Posted by Charles Golvin on September 2, 2009
After much hard toil in the form of data cutting, analysis, and head scratching, my colleague Jacqueline Rousseau-Anderson and I have finished the 2009 Forrester U.S. Benchmark Data Overview and the report is now live — if you’re a Forrester client you can access the document at http://www.forrester.com/go?docid=54959.
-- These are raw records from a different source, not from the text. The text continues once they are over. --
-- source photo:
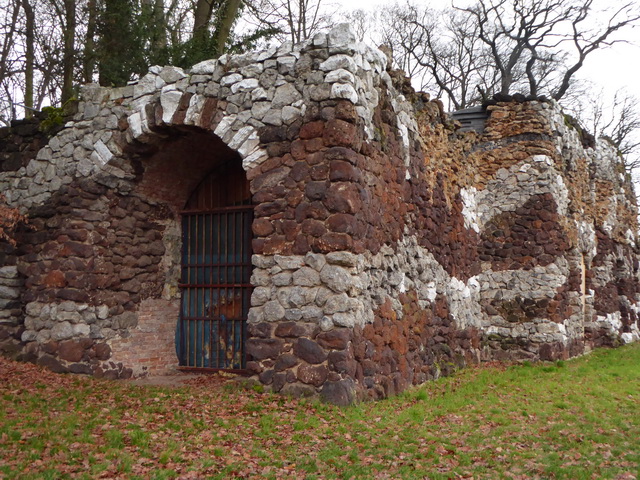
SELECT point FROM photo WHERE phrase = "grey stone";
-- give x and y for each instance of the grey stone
(289, 262)
(340, 90)
(309, 351)
(312, 312)
(337, 303)
(338, 62)
(230, 79)
(344, 259)
(273, 117)
(260, 296)
(336, 278)
(340, 76)
(293, 314)
(62, 331)
(306, 277)
(273, 311)
(315, 260)
(286, 94)
(282, 279)
(262, 261)
(171, 74)
(344, 320)
(341, 35)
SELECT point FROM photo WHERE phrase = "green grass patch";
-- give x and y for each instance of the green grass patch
(569, 419)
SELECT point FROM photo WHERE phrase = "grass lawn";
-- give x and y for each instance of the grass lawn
(575, 419)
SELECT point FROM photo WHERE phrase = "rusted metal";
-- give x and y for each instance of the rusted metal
(216, 269)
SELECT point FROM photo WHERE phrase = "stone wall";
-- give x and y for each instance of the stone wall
(389, 249)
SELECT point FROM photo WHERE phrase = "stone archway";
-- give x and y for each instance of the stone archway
(169, 170)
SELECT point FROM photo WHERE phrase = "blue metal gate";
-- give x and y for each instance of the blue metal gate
(215, 283)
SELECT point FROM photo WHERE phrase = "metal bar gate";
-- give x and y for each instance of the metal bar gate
(216, 288)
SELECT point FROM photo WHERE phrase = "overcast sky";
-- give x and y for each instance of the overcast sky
(613, 68)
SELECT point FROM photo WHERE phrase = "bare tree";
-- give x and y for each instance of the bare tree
(442, 50)
(535, 47)
(294, 20)
(548, 39)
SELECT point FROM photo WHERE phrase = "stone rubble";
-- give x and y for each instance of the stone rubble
(388, 248)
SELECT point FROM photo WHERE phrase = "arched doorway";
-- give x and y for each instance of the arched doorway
(215, 272)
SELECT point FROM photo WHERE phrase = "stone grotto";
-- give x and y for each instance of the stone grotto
(302, 216)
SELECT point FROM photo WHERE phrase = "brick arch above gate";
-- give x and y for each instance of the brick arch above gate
(172, 108)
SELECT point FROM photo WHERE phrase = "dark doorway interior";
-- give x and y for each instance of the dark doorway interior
(216, 271)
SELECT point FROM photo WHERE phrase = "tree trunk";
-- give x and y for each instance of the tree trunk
(29, 58)
(231, 9)
(89, 61)
(201, 19)
(68, 54)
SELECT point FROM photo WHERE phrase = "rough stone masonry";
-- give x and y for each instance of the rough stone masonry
(388, 248)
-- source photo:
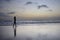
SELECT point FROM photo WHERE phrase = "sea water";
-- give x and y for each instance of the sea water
(42, 31)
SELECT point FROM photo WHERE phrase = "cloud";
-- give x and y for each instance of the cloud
(5, 0)
(28, 3)
(41, 6)
(11, 13)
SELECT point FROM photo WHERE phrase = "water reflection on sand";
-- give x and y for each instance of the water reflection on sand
(47, 31)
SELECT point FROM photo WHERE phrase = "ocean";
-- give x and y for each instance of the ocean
(42, 31)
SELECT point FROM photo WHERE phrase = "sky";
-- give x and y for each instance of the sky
(30, 9)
If you’re not familiar with our Benchmark report, you’ve been missing out. Forrester has the longest running survey of technology adoption in North America, more than a decade’s worth of data that tells a detailed, complete story of the technologies that consumers use, their online and offline behaviors, their demographics and attitudes. Our mail-based survey was completed by nearly fifty thousand respondents this year, and the data is representative of the US and Canadian populations at both a household and individual level. In past years we’ve reported on North America as a whole but this year opted to produce separate reports for the US and Canada — it’s the US data that we’ve just published (those of you anxious for an update on the Great White North will have to wait a bit as we put the finishing touches on the Canadian Benchmark).
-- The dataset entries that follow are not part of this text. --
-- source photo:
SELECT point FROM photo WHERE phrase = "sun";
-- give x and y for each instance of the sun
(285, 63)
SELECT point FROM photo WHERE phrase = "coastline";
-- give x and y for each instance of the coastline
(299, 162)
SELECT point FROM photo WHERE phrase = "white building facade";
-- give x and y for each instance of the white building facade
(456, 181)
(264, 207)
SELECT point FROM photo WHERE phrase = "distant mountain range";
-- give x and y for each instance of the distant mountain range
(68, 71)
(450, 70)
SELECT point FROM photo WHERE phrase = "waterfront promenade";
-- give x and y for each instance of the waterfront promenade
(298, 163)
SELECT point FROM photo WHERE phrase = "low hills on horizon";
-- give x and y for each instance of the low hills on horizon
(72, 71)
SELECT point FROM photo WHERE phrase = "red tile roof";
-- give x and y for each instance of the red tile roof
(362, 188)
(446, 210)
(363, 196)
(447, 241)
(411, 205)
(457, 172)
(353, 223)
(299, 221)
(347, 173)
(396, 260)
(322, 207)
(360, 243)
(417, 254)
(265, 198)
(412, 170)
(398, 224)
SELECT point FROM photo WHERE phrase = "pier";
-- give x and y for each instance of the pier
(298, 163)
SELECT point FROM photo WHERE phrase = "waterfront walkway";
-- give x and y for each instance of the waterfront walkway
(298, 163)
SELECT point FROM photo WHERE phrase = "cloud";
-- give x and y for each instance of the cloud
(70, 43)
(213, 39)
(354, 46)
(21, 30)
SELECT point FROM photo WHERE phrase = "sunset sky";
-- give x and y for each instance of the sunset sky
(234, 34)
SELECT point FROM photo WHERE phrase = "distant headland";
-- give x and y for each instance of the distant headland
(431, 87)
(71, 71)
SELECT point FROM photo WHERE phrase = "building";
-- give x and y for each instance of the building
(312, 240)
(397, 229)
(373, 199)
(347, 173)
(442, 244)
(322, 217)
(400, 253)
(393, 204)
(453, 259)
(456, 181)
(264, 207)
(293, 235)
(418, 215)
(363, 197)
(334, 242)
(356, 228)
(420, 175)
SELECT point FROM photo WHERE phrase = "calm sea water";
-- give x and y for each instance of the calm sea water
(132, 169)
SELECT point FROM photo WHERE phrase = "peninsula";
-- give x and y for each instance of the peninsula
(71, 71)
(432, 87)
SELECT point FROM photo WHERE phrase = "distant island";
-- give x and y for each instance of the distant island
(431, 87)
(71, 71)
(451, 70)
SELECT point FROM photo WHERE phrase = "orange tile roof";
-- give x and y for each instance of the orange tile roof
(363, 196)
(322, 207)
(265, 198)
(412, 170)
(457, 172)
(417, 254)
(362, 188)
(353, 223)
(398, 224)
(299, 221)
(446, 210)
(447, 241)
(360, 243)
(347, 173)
What’s the headline? The inexorable march of digital technologies and the Net into our lives continues. With each passing year consumers of every stripe become more reliant on the Net for an increasing number of activities and services. Whether it’s how we communicate, shop, buy, gather information, or consume media, the Internet is the means to the end. And speaking of media, whether we are ingesting or creating it, it’s digital. DVD players are practically ubiquitous (84% of households have one and 28% have more than one), nearly three in five households get their TV service digitally (our survey preceded the digital TV transition), and nearly three-quarters of US adults own a digital camera.
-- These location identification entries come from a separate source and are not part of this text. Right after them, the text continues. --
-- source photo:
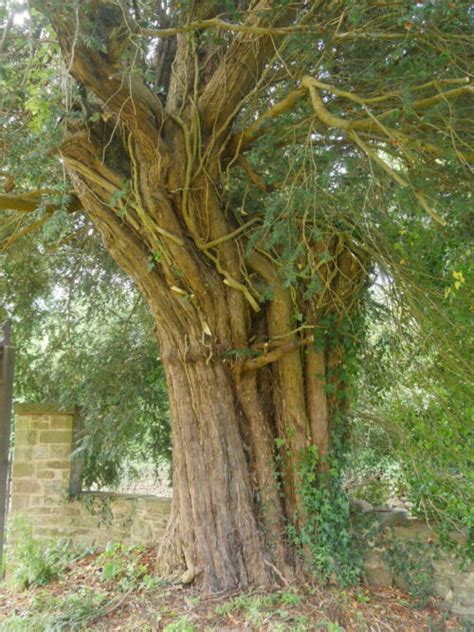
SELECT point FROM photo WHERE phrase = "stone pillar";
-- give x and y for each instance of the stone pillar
(41, 465)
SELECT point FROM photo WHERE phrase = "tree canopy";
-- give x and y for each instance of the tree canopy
(289, 185)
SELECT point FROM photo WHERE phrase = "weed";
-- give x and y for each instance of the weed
(325, 540)
(411, 560)
(181, 625)
(52, 614)
(121, 564)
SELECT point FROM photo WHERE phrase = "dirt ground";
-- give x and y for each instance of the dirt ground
(98, 593)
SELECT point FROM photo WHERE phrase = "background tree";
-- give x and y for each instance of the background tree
(252, 166)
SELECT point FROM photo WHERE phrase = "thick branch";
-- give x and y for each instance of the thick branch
(252, 364)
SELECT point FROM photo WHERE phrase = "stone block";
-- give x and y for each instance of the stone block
(55, 436)
(47, 533)
(61, 422)
(58, 464)
(23, 470)
(40, 423)
(23, 454)
(48, 474)
(40, 452)
(26, 438)
(25, 487)
(54, 487)
(20, 502)
(158, 507)
(59, 451)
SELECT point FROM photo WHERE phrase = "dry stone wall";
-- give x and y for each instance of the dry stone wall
(41, 488)
(398, 551)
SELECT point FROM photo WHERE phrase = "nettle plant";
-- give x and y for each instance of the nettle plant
(254, 167)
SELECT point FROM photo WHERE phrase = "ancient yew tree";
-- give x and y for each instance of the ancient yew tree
(249, 165)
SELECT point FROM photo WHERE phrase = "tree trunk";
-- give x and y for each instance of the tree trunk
(214, 530)
(247, 388)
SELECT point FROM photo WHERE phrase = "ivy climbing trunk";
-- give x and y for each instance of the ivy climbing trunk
(247, 383)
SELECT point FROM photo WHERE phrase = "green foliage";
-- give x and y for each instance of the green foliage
(84, 338)
(325, 541)
(70, 613)
(181, 625)
(33, 563)
(121, 566)
(411, 560)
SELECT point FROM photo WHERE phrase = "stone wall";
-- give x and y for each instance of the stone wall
(398, 550)
(41, 488)
(405, 552)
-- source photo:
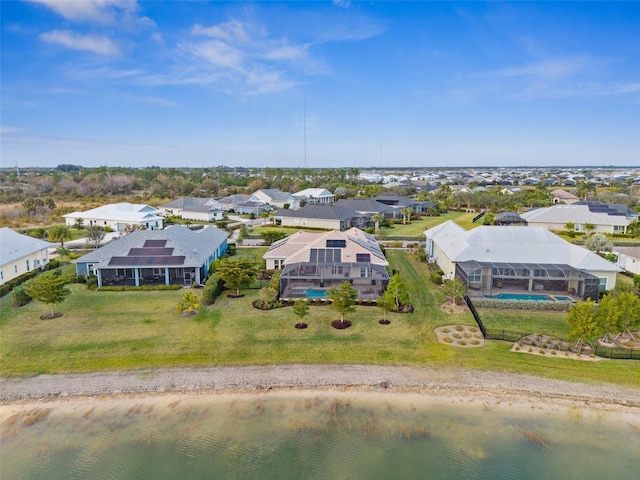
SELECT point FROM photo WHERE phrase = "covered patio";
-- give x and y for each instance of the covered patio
(312, 279)
(492, 278)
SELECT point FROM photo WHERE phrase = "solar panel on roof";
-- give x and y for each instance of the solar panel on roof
(149, 251)
(155, 243)
(147, 261)
(340, 243)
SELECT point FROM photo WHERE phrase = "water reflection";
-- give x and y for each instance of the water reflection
(329, 435)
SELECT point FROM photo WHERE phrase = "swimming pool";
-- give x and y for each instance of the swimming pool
(520, 296)
(309, 292)
(560, 298)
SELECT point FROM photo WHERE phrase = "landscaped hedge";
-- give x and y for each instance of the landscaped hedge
(143, 288)
(550, 305)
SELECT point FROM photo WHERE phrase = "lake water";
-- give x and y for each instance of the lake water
(315, 435)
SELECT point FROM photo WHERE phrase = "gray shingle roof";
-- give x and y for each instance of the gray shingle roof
(195, 245)
(364, 205)
(14, 245)
(312, 210)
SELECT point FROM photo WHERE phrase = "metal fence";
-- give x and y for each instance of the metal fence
(544, 341)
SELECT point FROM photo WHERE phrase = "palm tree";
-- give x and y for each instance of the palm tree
(59, 233)
(377, 218)
(406, 214)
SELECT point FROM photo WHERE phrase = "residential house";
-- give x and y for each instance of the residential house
(562, 196)
(241, 203)
(310, 263)
(398, 202)
(368, 206)
(489, 259)
(192, 208)
(510, 218)
(21, 254)
(276, 198)
(604, 219)
(176, 255)
(628, 259)
(117, 216)
(315, 195)
(322, 216)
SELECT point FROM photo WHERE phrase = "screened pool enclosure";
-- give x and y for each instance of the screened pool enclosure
(491, 278)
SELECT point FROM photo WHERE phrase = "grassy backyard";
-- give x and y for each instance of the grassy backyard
(131, 330)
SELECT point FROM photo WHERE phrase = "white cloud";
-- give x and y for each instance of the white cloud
(159, 101)
(92, 43)
(4, 129)
(232, 30)
(342, 3)
(550, 69)
(99, 11)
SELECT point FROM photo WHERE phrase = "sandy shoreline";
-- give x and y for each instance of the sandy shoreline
(254, 379)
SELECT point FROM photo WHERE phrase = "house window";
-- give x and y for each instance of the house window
(603, 284)
(474, 275)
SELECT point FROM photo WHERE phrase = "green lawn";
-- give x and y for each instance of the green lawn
(417, 226)
(130, 330)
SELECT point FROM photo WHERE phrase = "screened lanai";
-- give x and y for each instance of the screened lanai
(491, 278)
(312, 279)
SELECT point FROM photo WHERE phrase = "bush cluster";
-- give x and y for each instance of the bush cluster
(143, 288)
(211, 290)
(550, 305)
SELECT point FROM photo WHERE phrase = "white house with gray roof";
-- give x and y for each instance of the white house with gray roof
(322, 216)
(117, 216)
(193, 208)
(20, 254)
(489, 259)
(605, 220)
(311, 262)
(176, 255)
(276, 198)
(315, 195)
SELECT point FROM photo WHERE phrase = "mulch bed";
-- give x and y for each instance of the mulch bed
(340, 325)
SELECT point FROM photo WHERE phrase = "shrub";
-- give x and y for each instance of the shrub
(211, 290)
(20, 297)
(92, 282)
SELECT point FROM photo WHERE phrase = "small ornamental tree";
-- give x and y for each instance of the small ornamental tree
(385, 304)
(95, 235)
(583, 325)
(343, 299)
(628, 305)
(59, 233)
(599, 242)
(189, 302)
(397, 292)
(272, 236)
(236, 274)
(454, 289)
(48, 288)
(301, 309)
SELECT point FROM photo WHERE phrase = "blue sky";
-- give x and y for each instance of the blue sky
(200, 84)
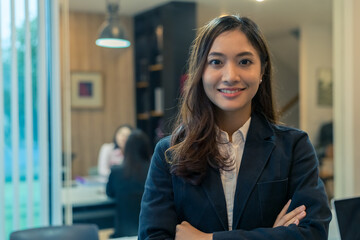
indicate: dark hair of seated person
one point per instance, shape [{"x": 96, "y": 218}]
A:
[{"x": 126, "y": 183}]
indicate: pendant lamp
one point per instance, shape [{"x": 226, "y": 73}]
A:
[{"x": 112, "y": 33}]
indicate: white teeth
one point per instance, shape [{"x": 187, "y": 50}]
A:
[{"x": 229, "y": 91}]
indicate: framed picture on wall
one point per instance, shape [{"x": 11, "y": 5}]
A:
[{"x": 86, "y": 90}]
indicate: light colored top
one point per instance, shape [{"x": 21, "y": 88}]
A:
[
  {"x": 235, "y": 151},
  {"x": 108, "y": 156}
]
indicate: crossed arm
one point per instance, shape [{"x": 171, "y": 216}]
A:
[{"x": 185, "y": 230}]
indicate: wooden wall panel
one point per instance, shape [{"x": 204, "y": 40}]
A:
[{"x": 92, "y": 127}]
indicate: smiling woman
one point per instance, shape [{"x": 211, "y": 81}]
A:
[{"x": 229, "y": 171}]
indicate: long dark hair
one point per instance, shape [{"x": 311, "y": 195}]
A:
[
  {"x": 193, "y": 142},
  {"x": 137, "y": 153}
]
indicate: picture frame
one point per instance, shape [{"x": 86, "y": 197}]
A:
[{"x": 86, "y": 90}]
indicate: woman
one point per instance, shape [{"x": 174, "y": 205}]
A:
[
  {"x": 112, "y": 153},
  {"x": 228, "y": 171},
  {"x": 126, "y": 183}
]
What’s on the horizon? The Net everywhere. Enhanced mobile networks, the continued expansion of WiFi access points, more capable mobile devices, and reduced access fees are showing consumers that the Net need no longer be confined to home and work. Half of US adults own a laptop today and while smartphone ownership has yet to crack the 10% line, those who access the Net on their phones are growing more avid: the percentage of mobile phone subscribers who access the Net on their phone every day doubled in 2008.